Cada dia de fome na cidade sitiada de Bihac e de combate nas montanhas que cercam Sarajevo vem tornar um pouco mais flagrante, e mais vergonhoso, o fracasso da chamada comunidade internacional em interferir de qualquer modo remotamente produtivo no conflito que dilacera a Bósnia.
Da incapacidade de manter abertas rotas de ajuda humanitária aos inúteis ataques aéreos da antes temida Otan; da tomada de 400 soldados da ONU como reféns à sucessão de cessar-fogos e planos de paz desprezados, a coleção de iniciativas frustradas foi-se acumulando a ponto de o secretário-geral da ONU ter sido vaiado nas ruas de Sarajevo pelos mesmos habitantes que desde o princípio afirmava defender. Somando afronta à humilhação, não foi nem recebido pelo líder dos sérvios bósnios.
Agora, tão perplexas quanto no início da guerra, a ONU ameaça abandonar a Bósnia e a Otan estuda desistir de patrulhar as zonas de exclusão aérea. São sinais patentes da situação de impotência a que se condenou a comunidade internacional quando optou por reduzir riscos e custos e não intervir de forma determinada no conflito.
Mas mesmo essa estratégia inócua e hesitante já vem causando desentendimentos. França, Alemanha, EUA e Rússia defendem teses crescentemente divergentes sobre o embargo de armas aos muçulmanos, o boicote à Sérvia ou a oportunidade de ataques aéreos. A França chegou a culpar os EUA pelo recrudescimento dos combates. É um movimento que pode enfraquecer ainda mais a posição internacional.

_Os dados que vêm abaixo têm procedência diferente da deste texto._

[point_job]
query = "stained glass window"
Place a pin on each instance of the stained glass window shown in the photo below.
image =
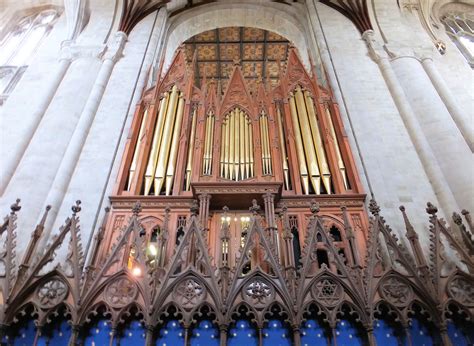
(19, 44)
(205, 334)
(460, 28)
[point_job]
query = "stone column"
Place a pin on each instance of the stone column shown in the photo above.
(423, 149)
(462, 121)
(13, 158)
(75, 11)
(74, 148)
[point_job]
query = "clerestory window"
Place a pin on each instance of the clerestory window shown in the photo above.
(18, 43)
(460, 28)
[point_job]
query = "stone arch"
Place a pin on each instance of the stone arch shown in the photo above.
(287, 21)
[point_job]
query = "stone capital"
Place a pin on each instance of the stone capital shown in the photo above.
(376, 49)
(70, 50)
(115, 47)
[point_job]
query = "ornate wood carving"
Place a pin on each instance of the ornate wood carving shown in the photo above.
(188, 279)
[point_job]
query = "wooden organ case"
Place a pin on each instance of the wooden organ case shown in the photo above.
(282, 147)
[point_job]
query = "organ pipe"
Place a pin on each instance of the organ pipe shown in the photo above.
(318, 143)
(247, 129)
(173, 155)
(242, 145)
(236, 146)
(223, 141)
(250, 141)
(227, 148)
(265, 139)
(191, 150)
(311, 160)
(208, 144)
(284, 157)
(340, 162)
(157, 135)
(133, 165)
(231, 141)
(165, 145)
(299, 145)
(237, 116)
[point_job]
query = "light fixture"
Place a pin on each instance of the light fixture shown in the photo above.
(136, 271)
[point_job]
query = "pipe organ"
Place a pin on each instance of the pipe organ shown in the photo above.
(237, 149)
(280, 145)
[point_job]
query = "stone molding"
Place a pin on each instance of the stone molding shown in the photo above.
(71, 50)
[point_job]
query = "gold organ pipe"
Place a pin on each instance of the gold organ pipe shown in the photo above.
(191, 150)
(340, 162)
(227, 145)
(237, 144)
(211, 145)
(251, 160)
(166, 141)
(207, 143)
(242, 145)
(262, 141)
(170, 170)
(231, 140)
(299, 145)
(246, 148)
(283, 149)
(267, 144)
(155, 146)
(312, 162)
(133, 165)
(223, 134)
(318, 143)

O mais grave é que, enquanto se sucedem tombos e tropeços, a luta prossegue, tão violenta como antes, e pessoas continuam a passar fome, a ser expulsas de suas casas e cidades, a morrer. Oposto da mostra de força e de coordenação que foi a Guerra do Golfo, a esquálida intervenção na carnificina bósnia recoloca em tela os temores de que a ordem mundial pós-Guerra Fria seja perigosamente mais desordenada do que aquela que a antecedeu.